In April of 1965, Students for a Democratic Society organized an antiwar march on Washington. It was the largest protest up to that point, more than 20,000 people showed up. But SDS, originally a civil rights group, stopped organizing against the war.
A couple other attempts at stitching together the young, mostly local opposition to the war came along but were torn apart by infighting and the demands of keeping everyone together. Then the movement came to Cleveland.
“I would say that in many ways Cleveland became one of the centers for the antiwar, for the entire antiwar movement." says Don Gurewitz, a student at Western Reserve University in 1965. Gurewitz was also an activist who involved in the civil rights movement and a founder of the campus’ student antiwar group.
“A lot of the big marches on Washington, including the biggest ones, were called from conferences that took place in Cleveland," says Gurewitz. "The foundation of a number of the leading national coalitions that called those marches mostly happened in Cleveland.”
The idea to form something called the National Mobilization Committee to End the War in Vietnam came from a July, 1966 meeting in Cleveland. Then, in September, another meeting, at the campus of Western Reserve University, called for marches in November. The group would go through several different names, but held together and was known throughout as the “Mobies”.
And at the center of all this was Sidney Peck, a sociology professor at Western Reserve University from 1964 until the end of the war.
“He probably did as much as anybody to keep things together," says Tom Wells, a historian and author of The War Within: America’s Battle Over Vietnam.
Wells’ book details the battles within the antiwar movement. He interviewed Peck in the ‘80's. Wells says the most important change the Mobies made was to include all groups and to make sure everyone stuck to a single message – ending the war.
“You had - ranging from liberals, to you got the Socialist Workers Party whose whole thing was single issue legal, peaceful demonstrations against the Vietnam War," says Wells. "And then Peck is also dealing with all the young militants too. So he did a lot to manage to hold things together, as much as they were able to hold it together," says Wells.
He says Peck, along with other Mobie leaders around the country, like AJ Muste, a minister and union activist, and long-time pacifist and radical David Dellinger, were successful in part because they were widely respected. People attended the meetings in Cleveland, and participated in the marches that were called, because, as Wells says, they trusted Peck.
“And he was a very smart, balanced guy with good judgement, well respected and he's not as widely known as some people like Tom Hayden or Dave Dellinger or Rennie Davis probably simply because he wasn't indicted," says Wells.

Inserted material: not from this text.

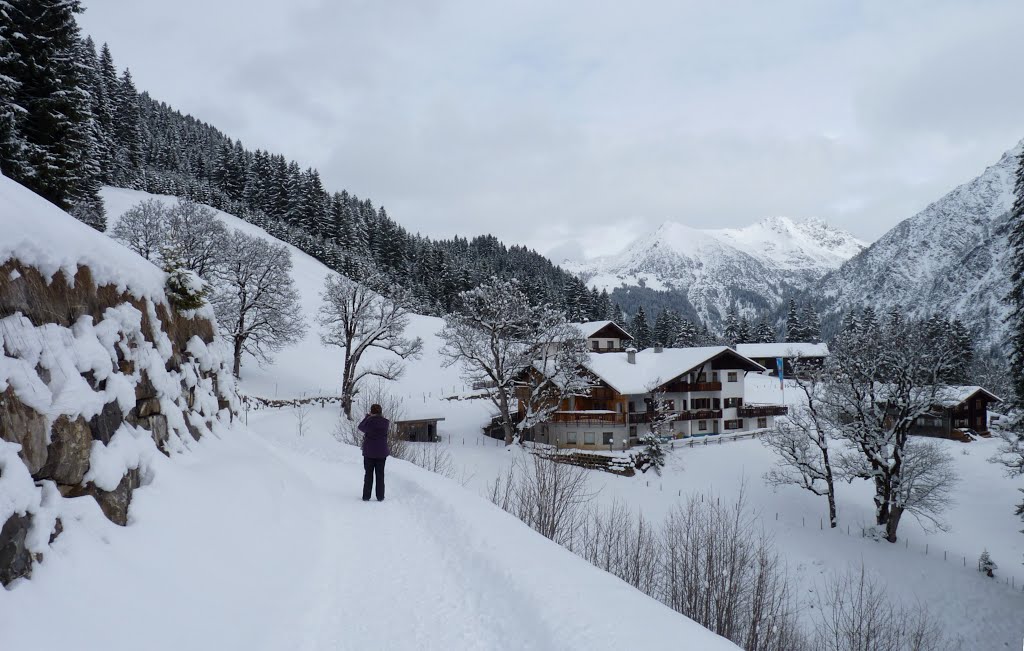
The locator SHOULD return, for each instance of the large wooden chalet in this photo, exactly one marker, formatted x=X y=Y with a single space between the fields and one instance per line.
x=704 y=388
x=960 y=411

Those other guys were all put on trial after the ‘68 Democratic National Convention in Chicago, what’s known as the Chicago Seven trial.
Student activist Don Gurewitz worked closely with Peck. He says, back when it began in Cleveland, when Peck organized the University Circle Teach-In Committee in 1965, it was just a handful of students and even fewer professors rallying against the war.
“So going from being what was an isolated, small movement clearly in the beginning, protest movement of a relative handful of a few thousands of people around the country to a movement that became so powerful that all Nixon's biographers said that's all he ever talked about, night and day, he was terrified," says Gurewitz. "Really in a lot of ways, in the end, forced him out of office, forced the end of the war, it changed American politics in a profound way.”
All that happened in just a few years. And it might not have ever been pulled off, not without an idea hatched at a few meetings in Cleveland, back in 1966.